Podpalił posterunek policji. Grozi mu 20 lat więzienia

3 godzin temu

W nocy doszło do podpalenia posterunku policji w Szepietowie — incydent mógł zakończyć się poważnymi stratami, ale ogień gwałtownie zdławili przypadkowi świadkowie. Sprawca został gwałtownie zidentyfikowany i zatrzymany następnego dnia.

Późnym wieczorem zamaskowany mężczyzna podszedł do budynku i wyrzucił zapaloną butelkę z łatwopalną cieczą na elewację; ogień chwycił ramę okna i rozprzestrzenił się, powodując straty oszacowane na około 20 tysięcy złotych. Dzięki natychmiastowej reakcji świadków pożar udało się ugasić i nie dopuścić do większych zniszczeń.

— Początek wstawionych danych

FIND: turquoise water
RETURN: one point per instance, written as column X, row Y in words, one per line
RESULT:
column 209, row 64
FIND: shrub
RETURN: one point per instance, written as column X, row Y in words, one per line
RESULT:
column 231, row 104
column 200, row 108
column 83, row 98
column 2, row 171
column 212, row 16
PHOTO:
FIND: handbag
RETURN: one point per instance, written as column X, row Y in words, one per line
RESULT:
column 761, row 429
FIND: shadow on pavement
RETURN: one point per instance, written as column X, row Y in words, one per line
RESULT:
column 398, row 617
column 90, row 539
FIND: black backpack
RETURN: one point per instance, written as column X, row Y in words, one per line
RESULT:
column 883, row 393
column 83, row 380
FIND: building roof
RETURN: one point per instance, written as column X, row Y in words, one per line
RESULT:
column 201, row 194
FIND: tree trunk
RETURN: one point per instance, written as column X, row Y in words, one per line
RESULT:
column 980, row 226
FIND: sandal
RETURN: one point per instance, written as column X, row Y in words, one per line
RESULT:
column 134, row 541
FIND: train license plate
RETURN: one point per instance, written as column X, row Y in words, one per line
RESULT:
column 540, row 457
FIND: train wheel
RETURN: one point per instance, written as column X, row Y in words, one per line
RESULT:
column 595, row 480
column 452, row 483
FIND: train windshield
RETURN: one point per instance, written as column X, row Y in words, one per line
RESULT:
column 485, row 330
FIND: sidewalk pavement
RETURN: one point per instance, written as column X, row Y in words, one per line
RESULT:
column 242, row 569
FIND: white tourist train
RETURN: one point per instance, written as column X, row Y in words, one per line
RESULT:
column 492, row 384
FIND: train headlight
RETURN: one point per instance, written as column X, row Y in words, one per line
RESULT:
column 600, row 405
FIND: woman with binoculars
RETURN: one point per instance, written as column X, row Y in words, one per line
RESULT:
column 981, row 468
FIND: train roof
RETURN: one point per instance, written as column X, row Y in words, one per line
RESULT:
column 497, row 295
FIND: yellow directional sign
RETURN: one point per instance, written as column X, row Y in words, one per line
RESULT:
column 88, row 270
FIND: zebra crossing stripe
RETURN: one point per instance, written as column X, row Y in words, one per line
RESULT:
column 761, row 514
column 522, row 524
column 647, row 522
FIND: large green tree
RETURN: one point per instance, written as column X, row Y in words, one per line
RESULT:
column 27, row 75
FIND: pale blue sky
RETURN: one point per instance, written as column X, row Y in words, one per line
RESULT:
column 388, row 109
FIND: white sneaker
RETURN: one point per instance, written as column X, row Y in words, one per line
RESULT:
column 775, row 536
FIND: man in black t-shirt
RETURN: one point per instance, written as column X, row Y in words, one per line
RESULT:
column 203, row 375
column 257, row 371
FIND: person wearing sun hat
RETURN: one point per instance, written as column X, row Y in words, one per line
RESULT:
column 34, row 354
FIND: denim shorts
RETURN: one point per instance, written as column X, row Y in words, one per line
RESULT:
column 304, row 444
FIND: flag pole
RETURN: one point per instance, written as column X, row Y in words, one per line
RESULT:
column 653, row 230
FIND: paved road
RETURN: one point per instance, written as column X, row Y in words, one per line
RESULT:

Kryminalni ustalili tożsamość sprawcy korzystając z zapisu monitoringu; mężczyzna, 56-letni mieszkaniec powiatu wysokomazowieckiego, został zatrzymany pod sklepem. Tłumaczył swój czyn rzekomą zemstą za przedstawione mu wcześniej tego samego dnia zarzuty związane z wykroczeniami.

Usłyszał zarzut usiłowania zniszczenia mienia przez podpalenie budynku wpisanego do rejestru zabytków, którego wartość uznano za znaczną. Sąd zastosował wobec niego trzymiesięczny areszt; za taki czyn grozi choćby do 20 lat pozbawienia wolności.